Watch Amberleigh Jack and Tom Uren discuss this edition of the newsletter:

Three Reasons to Be Cheerful This Week:

  1. Embedded security scanning: Anthropic announced that it is rolling out Claude Code Security, a new Claude Code feature that will scan codebases for vulnerabilities and suggest solutions for human review. The company says that it has been using the feature on its own code and has found it to be "extremely effective" at securing its own systems. It is now available in a limited research preview. 
  2. ASD releases malware analysis tool: The Australian Signals Directorate has open sourced its large-scale malware analysis tool, Azul. It says the tool can "explore, analyse and correlate malware at scale" and is designed to store tens of millions of samples.  
  3. Rogue OpenClaw deletes AI alignment researcher's email: Summer Yue, a director in a Meta AI lab, posted about her experience with OpenClaw mass-deleting emails from her inbox. Her archiving strategy had worked well on a small toy inbox, but choked when presented with her far larger real inbox. Schadenfreude is kinda like cheer, isn't it? Good on Yue for having the guts to post about this. 

In this Risky Business sponsor interview, Casey Ellis and Feross Aboukhadijeh discuss how AI is affecting open source, chat about a few attacks the company has seen in the wild and introduce Socket’s answer to the smouldering trashfire: Socket Firewall.

Shorts

Anthropic Victim of Distillation Attacks

Anthropic reported this week that it had identified "industrial-scale" distillation attacks. This follows-on from our story last week about OpenAI and Google reporting on the problem.

The company called out three Chinese AI labs: DeepSeek, which was identified by OpenAI, as well as Moonshot and MiniMax. It found that DeepSeek was using Claude to try and develop censorship capabilities:

We also observed tasks in which Claude was used to generate censorship-safe alternatives to politically sensitive queries like questions about dissidents, party leaders, or authoritarianism, likely in order to train DeepSeek’s own models to steer conversations away from censored topics. 

Again, as per last week's reports, this is a direct call for government assistance to maintain America's lead in AI.  

Risky Biz Talks

You can find the audio edition of this newsletter and other fine podcasts and interviews in the Risky Biz News feed (RSS, iTunes or Spotify).  

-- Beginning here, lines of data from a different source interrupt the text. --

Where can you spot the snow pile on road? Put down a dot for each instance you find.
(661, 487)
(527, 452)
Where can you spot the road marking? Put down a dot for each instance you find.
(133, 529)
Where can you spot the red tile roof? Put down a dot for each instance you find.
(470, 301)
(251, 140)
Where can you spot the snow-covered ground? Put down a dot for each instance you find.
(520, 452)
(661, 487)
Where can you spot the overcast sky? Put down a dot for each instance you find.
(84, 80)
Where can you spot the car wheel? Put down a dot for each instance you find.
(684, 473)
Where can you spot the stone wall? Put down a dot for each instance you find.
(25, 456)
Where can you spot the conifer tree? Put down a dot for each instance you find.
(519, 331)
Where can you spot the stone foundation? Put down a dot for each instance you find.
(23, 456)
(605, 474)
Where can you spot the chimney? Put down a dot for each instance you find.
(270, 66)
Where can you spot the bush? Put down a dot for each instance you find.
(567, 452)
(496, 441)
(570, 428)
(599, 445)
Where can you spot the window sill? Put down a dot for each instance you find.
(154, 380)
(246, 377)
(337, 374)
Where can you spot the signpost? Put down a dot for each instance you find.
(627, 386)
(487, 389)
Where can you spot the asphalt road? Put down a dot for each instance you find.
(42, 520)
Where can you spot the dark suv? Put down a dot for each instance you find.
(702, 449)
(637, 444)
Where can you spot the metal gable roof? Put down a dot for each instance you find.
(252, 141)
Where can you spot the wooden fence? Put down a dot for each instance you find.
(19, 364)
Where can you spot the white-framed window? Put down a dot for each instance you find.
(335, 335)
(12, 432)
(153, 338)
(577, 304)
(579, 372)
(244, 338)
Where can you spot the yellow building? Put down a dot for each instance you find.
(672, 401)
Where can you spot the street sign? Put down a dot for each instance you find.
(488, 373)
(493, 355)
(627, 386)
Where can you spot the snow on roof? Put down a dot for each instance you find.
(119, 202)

In our last "Between Two Nerds" discussion Tom Uren and The Grugq talk about how ‘professional’ Five Eyes cyber espionage agencies like NSA will use AI. These agencies place a premium on stealth and won’t yolo AI.

Or watch it on YouTube!

From Risky Bulletin:

Russia starts criminal probe of Telegram founder Pavel Durov: Russian authorities have launched a criminal investigation of Telegram founder and CEO Pavel Durov. He is allegedly charged with promoting and facilitating terrorist activity on the Telegram platform by failing to respond to law enforcement takedown requests.

The criminal probe was revealed in a long piece published on Tuesday by the official newspaper of the Russian government, the Rossiyskaya Gazeta.

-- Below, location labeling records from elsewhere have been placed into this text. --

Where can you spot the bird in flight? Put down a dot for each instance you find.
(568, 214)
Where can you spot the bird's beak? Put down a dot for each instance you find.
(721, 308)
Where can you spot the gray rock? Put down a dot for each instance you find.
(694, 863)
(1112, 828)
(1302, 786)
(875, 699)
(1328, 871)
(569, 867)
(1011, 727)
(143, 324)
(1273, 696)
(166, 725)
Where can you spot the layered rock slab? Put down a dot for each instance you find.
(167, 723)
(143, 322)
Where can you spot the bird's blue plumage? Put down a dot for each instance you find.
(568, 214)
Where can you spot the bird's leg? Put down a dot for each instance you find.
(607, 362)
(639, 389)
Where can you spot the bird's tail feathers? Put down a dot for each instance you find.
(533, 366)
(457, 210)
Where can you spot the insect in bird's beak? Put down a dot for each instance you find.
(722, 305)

Russian officials have accused Durov of choosing a "path of violence and permissiveness" by not cooperating with its law enforcement agencies.

[more on Risky Bulletin]

AI-driven hacking campaign breaches 600+ Fortinet devices: A Russian-speaking financially motivated threat actor has used commercial AI toolkits to hack more than 600 Fortinet firewalls.

The campaign began at the start of the year, around January 11, according to the AWS security team.

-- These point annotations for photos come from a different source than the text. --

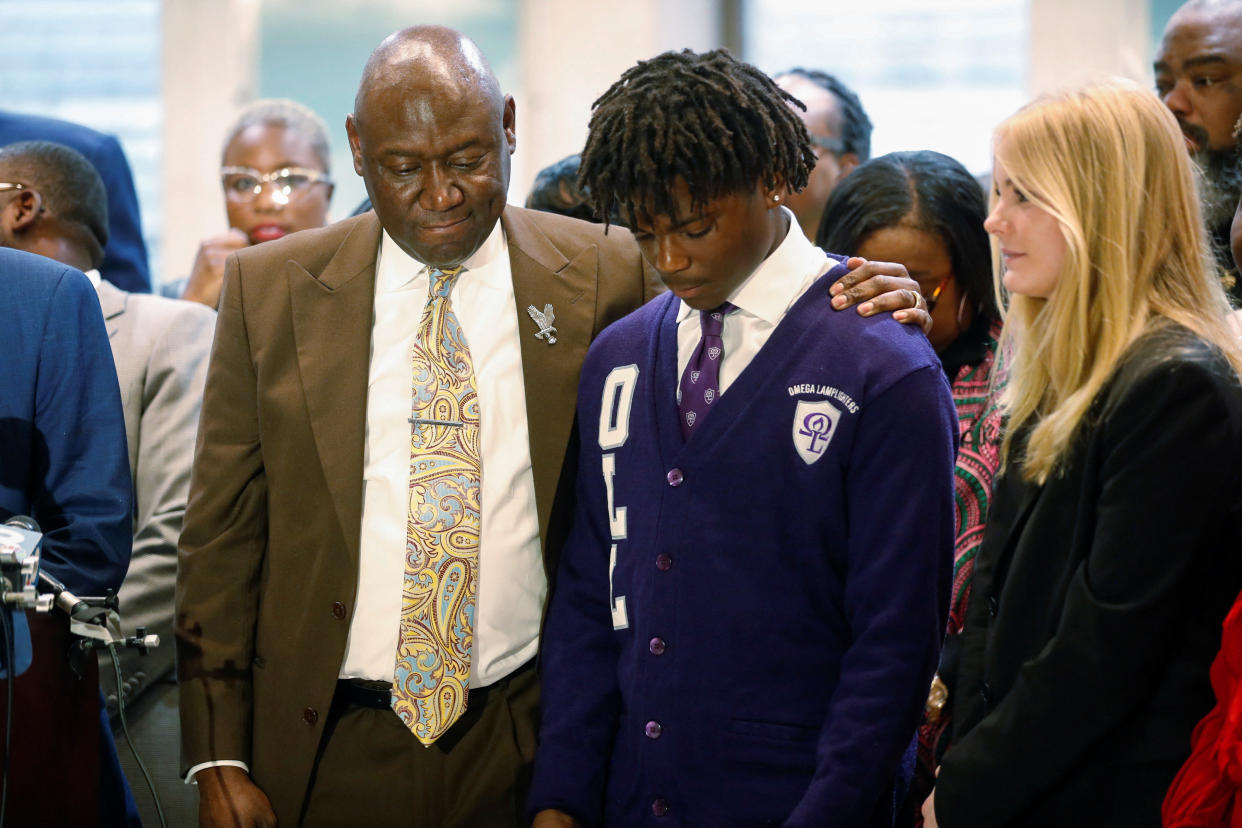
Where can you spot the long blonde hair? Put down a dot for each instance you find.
(1109, 164)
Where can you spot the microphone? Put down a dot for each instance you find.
(20, 544)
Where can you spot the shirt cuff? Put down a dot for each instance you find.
(220, 762)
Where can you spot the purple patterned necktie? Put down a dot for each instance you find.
(701, 381)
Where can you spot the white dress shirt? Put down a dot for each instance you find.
(763, 301)
(512, 585)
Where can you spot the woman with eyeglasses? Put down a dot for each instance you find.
(925, 211)
(275, 173)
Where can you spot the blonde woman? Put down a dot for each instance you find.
(1113, 550)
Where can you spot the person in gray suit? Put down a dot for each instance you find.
(160, 348)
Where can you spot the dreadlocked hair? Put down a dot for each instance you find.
(708, 118)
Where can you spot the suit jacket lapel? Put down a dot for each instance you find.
(542, 276)
(332, 329)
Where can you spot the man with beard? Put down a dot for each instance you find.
(1199, 76)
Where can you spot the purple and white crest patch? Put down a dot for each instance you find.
(814, 426)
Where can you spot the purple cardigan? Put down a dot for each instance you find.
(759, 648)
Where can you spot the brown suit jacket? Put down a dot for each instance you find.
(268, 558)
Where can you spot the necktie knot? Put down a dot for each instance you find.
(712, 322)
(442, 279)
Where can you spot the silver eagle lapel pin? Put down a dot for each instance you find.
(544, 318)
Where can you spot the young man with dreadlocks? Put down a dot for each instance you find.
(749, 607)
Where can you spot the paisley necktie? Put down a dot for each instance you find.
(431, 682)
(701, 380)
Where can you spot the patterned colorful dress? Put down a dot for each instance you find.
(979, 416)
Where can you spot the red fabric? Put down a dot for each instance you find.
(1207, 791)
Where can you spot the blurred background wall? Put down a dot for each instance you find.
(167, 76)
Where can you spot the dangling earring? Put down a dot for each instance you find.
(961, 312)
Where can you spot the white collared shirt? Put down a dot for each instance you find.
(512, 585)
(763, 301)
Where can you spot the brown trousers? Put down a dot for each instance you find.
(371, 771)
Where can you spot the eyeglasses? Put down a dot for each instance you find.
(244, 184)
(834, 145)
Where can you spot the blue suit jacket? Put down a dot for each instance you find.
(62, 432)
(124, 257)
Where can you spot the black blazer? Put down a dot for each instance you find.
(1097, 603)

The attacker didn't exploit zero-days or older vulnerabilities. Instead, they targeted FortiGate devices that had their management ports exposed online, used weak passwords, and didn't have MFA enabled.

[more on Risky Bulletin]

RPKI infrastructure sits on shaky ground: The infrastructure that supports the Resource Public Key Infrastructure (RPKI) security standard is not as secure as one would believe and is prone to multiple attacks that could hinder or crash global internet routing.

A new research paper that will be presented next week at the Network and Distributed System Security (NDSS) Symposium looks at a type of server that is part of the RPKI infrastructure known as PP, standing for Publishing Point, and how attacking these servers can prevent routers from validating routing information.